Recently, Xiaohongshu (Little Red Book) and Fudan University jointly released their latest research achievement in the field of layout-to-image generation - InstanceAssemble. This technology aims to solve the long-standing "layout difficulty" problem in AI painting, achieving precise image generation from simple to complex scenes through an innovative mechanism. It is reported that the related paper has been accepted by the top AI conference NeurIPS 2025.

image.png

In the current AI painting field, although "text-to-image" generation has become mature, AI often struggles to place objects accurately according to user-defined spatial constraints (such as bounding boxes or segmentation masks), frequently resulting in misalignment or semantic disconnection. The emergence of InstanceAssemble marks a new stage in AI painting - "precise composition." This technology is based on the mainstream diffusion transformer architecture, with its core being the "instance assembly attention" mechanism.

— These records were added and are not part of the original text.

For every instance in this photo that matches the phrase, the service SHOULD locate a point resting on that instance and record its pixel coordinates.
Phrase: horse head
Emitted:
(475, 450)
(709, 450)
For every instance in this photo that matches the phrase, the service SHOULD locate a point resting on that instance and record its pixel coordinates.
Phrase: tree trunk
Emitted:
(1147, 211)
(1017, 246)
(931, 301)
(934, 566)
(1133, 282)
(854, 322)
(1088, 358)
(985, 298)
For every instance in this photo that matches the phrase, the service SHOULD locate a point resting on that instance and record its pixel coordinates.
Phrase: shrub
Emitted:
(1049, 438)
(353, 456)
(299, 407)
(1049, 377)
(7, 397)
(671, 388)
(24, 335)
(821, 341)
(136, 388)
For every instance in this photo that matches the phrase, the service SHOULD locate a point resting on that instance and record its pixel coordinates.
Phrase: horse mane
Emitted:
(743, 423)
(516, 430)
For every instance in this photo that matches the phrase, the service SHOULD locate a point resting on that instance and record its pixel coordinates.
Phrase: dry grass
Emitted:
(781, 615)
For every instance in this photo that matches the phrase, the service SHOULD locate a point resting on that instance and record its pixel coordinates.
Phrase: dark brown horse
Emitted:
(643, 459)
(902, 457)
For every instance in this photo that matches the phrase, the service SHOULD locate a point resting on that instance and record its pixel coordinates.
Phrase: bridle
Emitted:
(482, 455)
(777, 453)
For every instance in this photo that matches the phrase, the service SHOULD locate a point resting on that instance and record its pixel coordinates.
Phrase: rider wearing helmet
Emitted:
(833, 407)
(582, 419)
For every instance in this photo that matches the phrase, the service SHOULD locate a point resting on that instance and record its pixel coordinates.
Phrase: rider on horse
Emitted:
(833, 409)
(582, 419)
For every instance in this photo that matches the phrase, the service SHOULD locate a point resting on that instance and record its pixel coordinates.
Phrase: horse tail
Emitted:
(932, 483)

When using this tool, users only need to provide the specific position (bounding box) and content description of each object, and the AI can generate image content that meets the requirements in the specified area. Whether it's a simple scene with just a few objects or a complex scene with dense instances, InstanceAssemble can maintain high layout accuracy and semantic consistency.

Notably, InstanceAssemble adopts a lightweight adaptation scheme. It does not require retraining the entire large model, but only needs a minimal number of additional parameters to adapt to existing models. For example, adapting to Stable Diffusion3-Medium requires about 3.46% additional parameters, while adapting to the Flux.1 model requires as low as 0.84%.

To better evaluate the technical performance, the research team also launched a benchmark dataset called "Denselayout" containing 90,000 instances and a new evaluation metric. Currently, InstanceAssemble has been open-sourced on GitHub, and both the code and pre-trained models are available for developers to download. It is expected to play an important role in industries such as design, advertising, and content creation.

github:https://github.com/FireRedTeam/InstanceAssemble

Key Points:

  • 🎯 Precise Layout Control: Through the "instance assembly attention" mechanism, AI can strictly generate objects according to user-defined positions, supporting complex layouts ranging from sparse to dense.

  • Low Adaptation Cost: With a lightweight design, no full model retraining is required, and only 0.84% to 3.46% additional parameters are needed to adapt to mainstream models like Flux.1 or SD3.

  • 🔓 Comprehensive Open Source Sharing: The project is open-sourced on GitHub, providing pre-trained models, and a new benchmark dataset Denselayout has also been released to promote industry standardization in evaluation.